= 2002 Michigan elections =

A general election was held in the U.S. state of Michigan on November 5, 2002. The state primary was held on August 6.

==Federal elections==
===U.S. Senate election===

Incumbent Democratic senator Carl Levin won re-election against Republican nominee Rocky Raczkowski.

===U.S. House of Representatives election===

In the 2002 redistricting cycle, Michigan lost one congressional seat, reducing it to 15 congressional districts. Before the 2002 election, Democrats held a 9–7 majority in Michigan's U.S. House delegation. After the 2002 election, Republicans held a 9–6 majority in the delegation.

==State elections==
===Gubernatorial election===

Incumbent Republican governor John Engler was term-limited. Democratic nominee Jennifer Granholm defeated Republican nominee Dick Posthumus.

===State Secretary of State Election===

Incumbent Republican secretary of state Candice Miller was term-limited. Republican nominee Terri Lynn Land defeated Democratic nominee Melvin "Butch" Hollowell.

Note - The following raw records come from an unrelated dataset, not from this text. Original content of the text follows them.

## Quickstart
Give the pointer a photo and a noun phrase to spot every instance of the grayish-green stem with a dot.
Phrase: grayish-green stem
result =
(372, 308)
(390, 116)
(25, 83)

===State Attorney General Election===

Incumbent Democratic attorney general Jennifer Granholm sought the governorship in 2002. Republican nominee Mike Cox defeated Democratic nominee Gary Peters.

===State Senate election===

Republicans lost a seat in the state Senate but maintained a majority. The election resulted in a 22–16 Republican majority over the Democrats in the chamber.

===State House of Representative election===

Republicans won 5 seats, increasing their majority in the state House to 63–47 over the Democrats.

===State Supreme Court election===
Incumbent Republicans Elizabeth Weaver and Robert P. Young Jr. won re-election. This preserved the 5–2 Republican majority on the court.

===State Board of Education election===
Republican incumbent Michael Warren sought re-election, while Republican incumbent Sharon A. Wise did not run for re-election. The election was won by Republican Carolyn Curtin and Democrat Elizabeth Bauer, ousting Warren. This increased the Democratic majority on the board to 6–2.

===University of Michigan Regents election===
Incumbent Republican Andrea Fischer Newman sought re-election, while incumbent Republican Daniel D. Horning did not run for re-election. Republican Andrew Richner was elected and Newman was re-elected. This preserved the 5-3 Democratic majority on the board.

===Michigan State University Trustee election===
Incumbents Republican Donald Nugent and Democrat Colleen McNamara were re-elected. This preserved the 5-3 Republican majority on the board.

===Wayne State University Governor election===
Incumbents Democrat Leon Atchison and Republican Diane L. Dunaskiss ran for re-election. Dunaskiss was re-elected, but Democrat Richard H. Bernstein was elected over Atchison. This preserved the 6-2 Democratic majority on the board.

===State ballot proposals===
There were two state ballot proposals in Michigan on August 6, 2002. Both were approved. Proposal 1 sought to restructure the payment system for state legislators. Proposal 2 sought to increase the investment options for state environmental funds.

There were 4 state ballot proposals in Michigan on November 5, 2002. Proposal 1, a referendum which sought to ban straight-ticket voting, was rejected. Proposal 2, which sought to authorize the selling of bonds for clean water and sewage projects, was approved. Proposal 3, a state constitutional amendment which sought to guarantee state workers the right to collective bargaining with binding arbitration, was rejected. Proposal 4, a state constitutional amendment which sought to divert funds from a tobacco settlement toward the healthcare industry and smoking prevention, was rejected.

==Local elections==
The following is an incomplete list of 2002 elections in notable localities.

===Flint mayoral elections===

A recall election on March 5, 2002, ousted Flint Mayor Woodrow Stanley. City Administrator Darnell Earley served as mayor until a special election was held to replace Stanley. James W. Rutherford was elected mayor on August 6.